References in Text
Public Law 96–517, referred to in subsec. (a)(3)(A), is Pub. L. 96–517, Dec. 12, 1980, 94 Stat. 3015, which enacted sections 200 to 211 and 301 to 307 of Title 35, Patents, amended section 1113 of Title 15, Commerce and Trade, sections 101 and 117 of Title 17, Copyrights, sections 41, 42, and 154 of Title 35, and sections 2186 and 5908 and former section 2457 of Title 42, The Public Health and Welfare, and enacted provisions set out as notes under sections 13 and 41 of Title 35. Section 2457 of Title 42 was repealed and restated as section 20135 of Title 51, National and Commercial Space Programs, by Pub. L. 111–314, §§ 3, 6, Dec. 18, 2010, 124 Stat. 3328, 3444. For complete classification of this Act to the Code, see Short Title of 1980 Amendment note set out under section 41 of Title 35 and Tables.

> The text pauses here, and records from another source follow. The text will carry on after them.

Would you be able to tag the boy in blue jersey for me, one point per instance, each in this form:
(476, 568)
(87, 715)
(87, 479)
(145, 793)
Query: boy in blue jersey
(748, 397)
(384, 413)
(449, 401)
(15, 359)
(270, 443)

The Stevenson-Wydler Technology Innovation Act of 1980, referred to in subsec. (a)(3)(A), is Pub. L. 96–480, Oct. 21, 1980, 94 Stat. 2311, which is classified generally to chapter 63 (§ 3701 et seq.) of Title 15, Commerce and Trade. For complete classification of this Act to the Code, see Short Title note set out under section 3701 of Title 15 and Tables.
1988—Subsec. (a). Pub. L. 100–418 amended subsec. (a) generally. Prior to amendment, subsec. (a) read as follows: “In order to implement the policy set forth in section 2656b of this title, the Secretary of State (hereafter in this section referred to as the ‘Secretary’) shall have primary responsibility for coordination and oversight with respect to all major science or science and technology agreements and activities between the United States and foreign countries, international organizations, or commissions of which the United States and one or more foreign countries are members.”

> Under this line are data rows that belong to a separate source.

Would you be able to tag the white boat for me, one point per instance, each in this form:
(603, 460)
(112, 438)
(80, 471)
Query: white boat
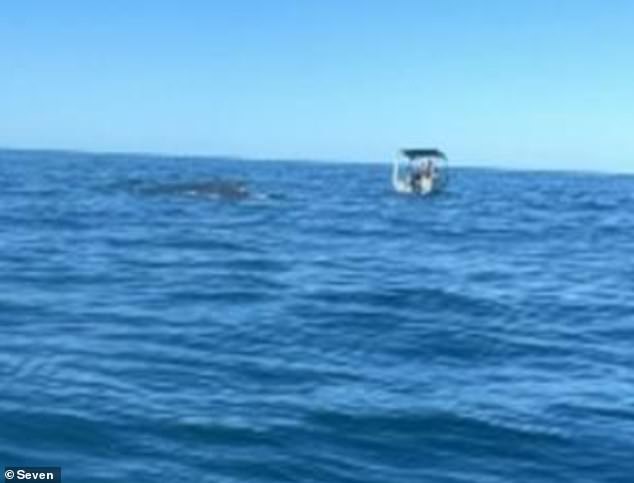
(425, 171)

1982—Subsec. (e). Pub. L. 97–241 struck out subsec. (e) which provided that not later than Jan. 20, 1979, the Secretary transmit to the Committee on Appropriations and the Committee on International Relations of the House of Representatives, and to the Committee on Appropriations and the Committee on Foreign Relations of the Senate, a report on the implementation of his responsibilities under this title, which report was to include an assessment of the personnel required in order to carry out such responsibilities, existing and planned programs for research and analysis to support long-range planning for the application of science and technology to foreign policy, existing and planned programs for training officers and employees of the United States Government pursuant to subsec. (c) of this section, and existing and planned programs to enter into long-term contracts with academic and other organizations for assistance in training and in obtaining studies, analyses, and recommendations with respect to the application of science or technology to problems of foreign policy.

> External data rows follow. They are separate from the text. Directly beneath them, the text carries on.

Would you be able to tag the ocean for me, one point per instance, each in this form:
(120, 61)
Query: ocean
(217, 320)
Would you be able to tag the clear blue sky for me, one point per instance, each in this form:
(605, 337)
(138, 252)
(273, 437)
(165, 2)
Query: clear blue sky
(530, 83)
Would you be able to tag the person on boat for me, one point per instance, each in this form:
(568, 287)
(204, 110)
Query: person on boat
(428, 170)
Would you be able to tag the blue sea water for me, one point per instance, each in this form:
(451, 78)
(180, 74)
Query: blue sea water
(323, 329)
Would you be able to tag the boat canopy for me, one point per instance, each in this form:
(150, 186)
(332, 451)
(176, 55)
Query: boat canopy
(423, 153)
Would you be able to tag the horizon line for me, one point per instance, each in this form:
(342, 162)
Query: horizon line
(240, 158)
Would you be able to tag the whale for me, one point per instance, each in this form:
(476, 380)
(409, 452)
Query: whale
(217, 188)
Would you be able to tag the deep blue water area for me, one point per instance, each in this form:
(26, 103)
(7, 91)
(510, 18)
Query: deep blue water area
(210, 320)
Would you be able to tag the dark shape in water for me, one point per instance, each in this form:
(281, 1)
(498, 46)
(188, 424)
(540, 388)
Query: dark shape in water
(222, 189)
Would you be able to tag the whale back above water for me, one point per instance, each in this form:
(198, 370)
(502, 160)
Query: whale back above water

Statutory Notes and Related Subsidiaries
Multilateral Agreement Governing Use of Nuclear-Powered Satellites
Pub. L. 95–426, title VI, § 608, Oct. 7, 1978, 92 Stat. 988, as amended by Pub. L. 97–241, title V, § 505(a)(2), Aug. 24, 1982, 96 Stat. 299, provided that:
“(a) The Congress finds that—
no international regime governs the use of nuclear-powered satellites in space;
the unregulated use of such technology poses the possibility of catastrophic damage to human life and the global environment; and
this danger has been evidenced by mishaps encountered, despite certain precautions, by nuclear-powered satellites of both the United States and the Soviet Union.
It is therefore the sense of the Congress that the United States should take the initiative immediately in seeking a multilateral agreement governing the use of nuclear-powered satellites in space.